Technisch setzt Bremen auf ein digitales Tool, auf das Lehrkräfte per Smartphone oder Rechner zugreifen können. Sie tragen Datum, Uhrzeit und Art der Tätigkeit ein – zur Auswahl stehen Kategorien wie "Unterricht", "Coaching" oder "Austausch"; auch Abwesenheiten durch Krankheit oder Urlaub werden eingepflegt. Das Projekt ist auf ein gesamtes Schuljahr angelegt. In einer Einführungsphase lernen Lehrkräfte die Anwendung kennen, anschließend analysieren Projektgruppen erste Ergebnisse und suchen insbesondere mit stark belasteten Lehrkräften das Gespräch, um gegebenenfalls Anpassungen vorzunehmen.

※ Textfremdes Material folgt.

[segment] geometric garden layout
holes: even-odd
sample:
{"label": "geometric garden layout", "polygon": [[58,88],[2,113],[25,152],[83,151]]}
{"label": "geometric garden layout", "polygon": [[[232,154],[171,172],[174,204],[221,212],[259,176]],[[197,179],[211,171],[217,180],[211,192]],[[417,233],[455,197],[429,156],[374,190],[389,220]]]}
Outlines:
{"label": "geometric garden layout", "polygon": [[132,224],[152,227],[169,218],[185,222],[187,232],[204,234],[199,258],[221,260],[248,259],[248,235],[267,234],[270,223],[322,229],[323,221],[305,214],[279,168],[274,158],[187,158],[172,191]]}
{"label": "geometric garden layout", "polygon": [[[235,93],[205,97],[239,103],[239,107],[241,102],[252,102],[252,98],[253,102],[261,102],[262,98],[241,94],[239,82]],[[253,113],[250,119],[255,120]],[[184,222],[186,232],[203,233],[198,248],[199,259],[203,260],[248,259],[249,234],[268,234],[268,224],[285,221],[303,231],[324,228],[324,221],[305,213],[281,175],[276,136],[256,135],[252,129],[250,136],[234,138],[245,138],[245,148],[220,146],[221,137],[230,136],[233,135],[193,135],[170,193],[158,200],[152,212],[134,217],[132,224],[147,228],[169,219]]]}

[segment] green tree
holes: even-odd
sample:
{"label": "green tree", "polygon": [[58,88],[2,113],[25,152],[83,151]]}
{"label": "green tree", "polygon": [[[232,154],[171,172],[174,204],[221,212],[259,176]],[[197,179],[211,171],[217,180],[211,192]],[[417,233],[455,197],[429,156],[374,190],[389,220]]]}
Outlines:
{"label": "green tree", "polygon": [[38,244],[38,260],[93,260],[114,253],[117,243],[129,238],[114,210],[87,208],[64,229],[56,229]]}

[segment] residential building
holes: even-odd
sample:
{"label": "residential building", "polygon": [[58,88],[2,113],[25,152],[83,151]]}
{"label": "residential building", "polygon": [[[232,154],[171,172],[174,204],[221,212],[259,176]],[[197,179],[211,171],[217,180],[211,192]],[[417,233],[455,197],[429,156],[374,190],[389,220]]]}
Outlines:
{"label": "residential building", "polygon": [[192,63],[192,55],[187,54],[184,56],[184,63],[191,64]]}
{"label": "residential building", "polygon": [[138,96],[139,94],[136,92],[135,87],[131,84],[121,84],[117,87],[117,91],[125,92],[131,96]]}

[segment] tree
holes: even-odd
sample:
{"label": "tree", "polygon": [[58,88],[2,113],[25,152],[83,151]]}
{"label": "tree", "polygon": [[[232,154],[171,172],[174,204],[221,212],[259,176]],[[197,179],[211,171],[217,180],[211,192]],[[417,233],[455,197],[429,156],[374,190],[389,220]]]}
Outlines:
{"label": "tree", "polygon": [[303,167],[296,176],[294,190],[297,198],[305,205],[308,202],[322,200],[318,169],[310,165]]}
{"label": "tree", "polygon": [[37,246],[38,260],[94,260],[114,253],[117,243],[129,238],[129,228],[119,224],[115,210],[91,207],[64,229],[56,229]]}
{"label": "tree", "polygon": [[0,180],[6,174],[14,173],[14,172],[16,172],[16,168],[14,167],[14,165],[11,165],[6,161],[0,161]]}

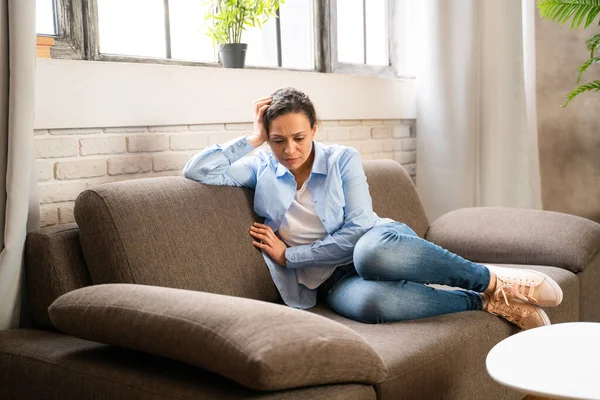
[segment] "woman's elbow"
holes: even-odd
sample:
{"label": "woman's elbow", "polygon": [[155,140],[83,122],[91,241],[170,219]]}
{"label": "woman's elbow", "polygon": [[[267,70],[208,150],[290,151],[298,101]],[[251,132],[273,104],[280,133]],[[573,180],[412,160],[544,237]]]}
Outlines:
{"label": "woman's elbow", "polygon": [[196,182],[207,183],[209,175],[210,171],[197,165],[188,163],[183,167],[183,176]]}
{"label": "woman's elbow", "polygon": [[192,179],[192,180],[196,180],[194,173],[192,172],[192,170],[190,168],[188,168],[188,166],[186,165],[185,167],[183,167],[183,176],[184,178],[187,179]]}
{"label": "woman's elbow", "polygon": [[185,167],[183,167],[183,176],[187,179],[197,180],[197,174],[195,174],[194,172],[195,171],[191,167],[189,162],[185,165]]}

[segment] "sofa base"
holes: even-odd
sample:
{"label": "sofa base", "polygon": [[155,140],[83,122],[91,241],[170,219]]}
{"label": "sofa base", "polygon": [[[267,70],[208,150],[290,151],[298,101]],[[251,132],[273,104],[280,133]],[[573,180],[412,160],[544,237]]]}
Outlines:
{"label": "sofa base", "polygon": [[2,400],[351,399],[372,386],[327,385],[278,392],[246,389],[180,362],[59,333],[0,332]]}

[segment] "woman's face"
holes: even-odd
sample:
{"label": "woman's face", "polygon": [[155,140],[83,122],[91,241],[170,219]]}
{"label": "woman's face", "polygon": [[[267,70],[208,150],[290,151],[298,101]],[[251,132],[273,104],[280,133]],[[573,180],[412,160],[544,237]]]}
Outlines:
{"label": "woman's face", "polygon": [[316,131],[317,124],[311,128],[308,117],[303,113],[280,115],[271,121],[269,146],[277,161],[290,171],[310,169],[312,165],[306,164]]}

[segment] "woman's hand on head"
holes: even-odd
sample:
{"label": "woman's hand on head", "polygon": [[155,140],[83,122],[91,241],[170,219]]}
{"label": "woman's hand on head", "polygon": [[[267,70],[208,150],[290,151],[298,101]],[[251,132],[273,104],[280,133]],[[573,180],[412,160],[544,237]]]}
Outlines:
{"label": "woman's hand on head", "polygon": [[248,139],[254,148],[267,141],[267,129],[263,123],[265,111],[271,105],[271,96],[262,97],[254,101],[254,134]]}
{"label": "woman's hand on head", "polygon": [[285,267],[287,264],[285,260],[287,246],[269,226],[255,222],[248,233],[254,238],[252,244],[255,247],[264,250],[279,265]]}

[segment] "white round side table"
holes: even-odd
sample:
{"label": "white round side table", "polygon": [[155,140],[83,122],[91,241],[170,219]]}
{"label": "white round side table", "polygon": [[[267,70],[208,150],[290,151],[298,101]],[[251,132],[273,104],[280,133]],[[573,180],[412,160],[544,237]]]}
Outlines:
{"label": "white round side table", "polygon": [[555,399],[600,399],[600,323],[530,329],[496,344],[488,374],[520,392]]}

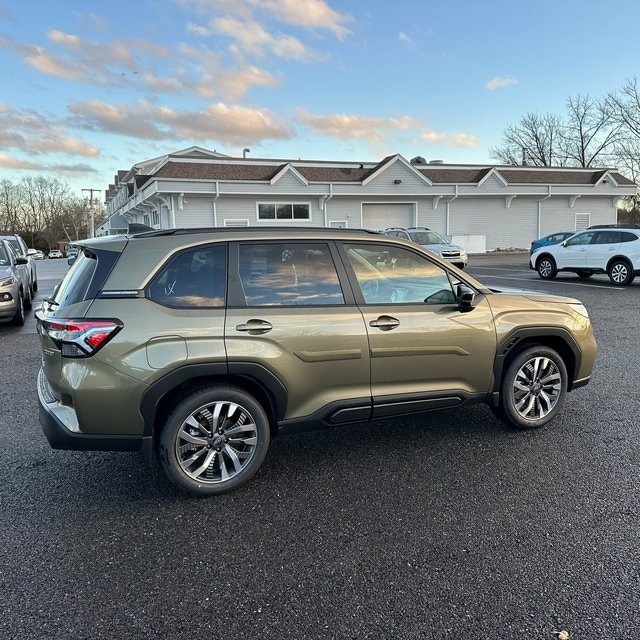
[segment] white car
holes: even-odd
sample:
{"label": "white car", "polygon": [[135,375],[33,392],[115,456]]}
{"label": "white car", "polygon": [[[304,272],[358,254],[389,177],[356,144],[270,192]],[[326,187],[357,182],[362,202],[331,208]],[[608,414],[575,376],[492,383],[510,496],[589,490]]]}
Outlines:
{"label": "white car", "polygon": [[535,251],[529,268],[543,280],[555,278],[558,271],[571,271],[579,278],[606,273],[613,284],[626,286],[640,274],[640,228],[611,225],[579,231]]}
{"label": "white car", "polygon": [[62,251],[51,249],[51,251],[49,251],[49,258],[62,258]]}

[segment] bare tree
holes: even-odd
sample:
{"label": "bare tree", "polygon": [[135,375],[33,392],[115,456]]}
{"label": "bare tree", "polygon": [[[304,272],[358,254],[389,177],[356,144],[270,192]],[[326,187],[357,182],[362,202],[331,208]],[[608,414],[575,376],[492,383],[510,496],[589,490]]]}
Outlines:
{"label": "bare tree", "polygon": [[16,233],[21,229],[22,192],[10,180],[0,180],[0,231]]}
{"label": "bare tree", "polygon": [[527,113],[517,125],[508,125],[502,145],[489,150],[501,164],[531,164],[537,167],[561,167],[566,163],[563,124],[548,113]]}
{"label": "bare tree", "polygon": [[621,125],[612,117],[606,99],[576,96],[567,100],[567,120],[562,137],[569,165],[608,166],[621,138]]}

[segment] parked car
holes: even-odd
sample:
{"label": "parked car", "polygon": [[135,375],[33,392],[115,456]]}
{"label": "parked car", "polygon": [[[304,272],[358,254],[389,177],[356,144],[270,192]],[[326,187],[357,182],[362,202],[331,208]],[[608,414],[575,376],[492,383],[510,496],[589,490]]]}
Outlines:
{"label": "parked car", "polygon": [[451,244],[446,238],[428,227],[390,227],[384,229],[382,233],[415,242],[460,269],[467,266],[467,252],[457,244]]}
{"label": "parked car", "polygon": [[28,249],[27,251],[34,260],[44,260],[44,253],[40,249]]}
{"label": "parked car", "polygon": [[640,273],[640,229],[598,227],[575,233],[560,244],[542,247],[529,259],[543,280],[559,271],[589,278],[606,273],[613,284],[626,286]]}
{"label": "parked car", "polygon": [[67,249],[67,264],[71,265],[78,257],[78,247],[69,247]]}
{"label": "parked car", "polygon": [[0,238],[0,320],[22,326],[25,309],[31,309],[29,261]]}
{"label": "parked car", "polygon": [[534,253],[541,247],[546,247],[550,244],[559,244],[567,238],[570,238],[574,233],[575,231],[557,231],[556,233],[550,233],[548,236],[543,236],[537,240],[532,240],[529,254]]}
{"label": "parked car", "polygon": [[194,494],[246,482],[278,433],[470,403],[537,428],[591,377],[578,300],[489,289],[379,233],[169,229],[80,245],[36,314],[44,433],[60,449],[157,450]]}
{"label": "parked car", "polygon": [[38,271],[36,269],[35,259],[33,256],[29,255],[29,247],[27,247],[27,243],[17,234],[0,236],[0,238],[11,243],[11,246],[14,248],[18,257],[26,259],[28,266],[27,272],[29,274],[29,291],[31,297],[33,297],[35,292],[38,290]]}
{"label": "parked car", "polygon": [[51,251],[49,251],[49,258],[62,258],[62,251],[51,249]]}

Politisch und arbeitsrechtlich geht es um mehr als ein Softwareprojekt. Nach einem Urteil des Bundesarbeitsgerichts von 2022 müssen alle Arbeitnehmerinnen und Arbeitnehmer – und damit auch Lehrkräfte – ihre Arbeitszeit erfassen. Der Bremer Testlauf soll daher grundsätzliche Fragen klären: In welchem Umfang ist Wochenendarbeit zulässig? Wie wird eine Klassenfahrt bewertet? Wie lassen sich Teilzeitmodelle, Datenschutz und Gestaltungsspielräume bei der Arbeitszeit unter einen Hut bringen? Rackles betont, das Vorhaben sei nicht nur für Bremen gedacht, sondern solle Erkenntnisse für alle Bundesländer liefern.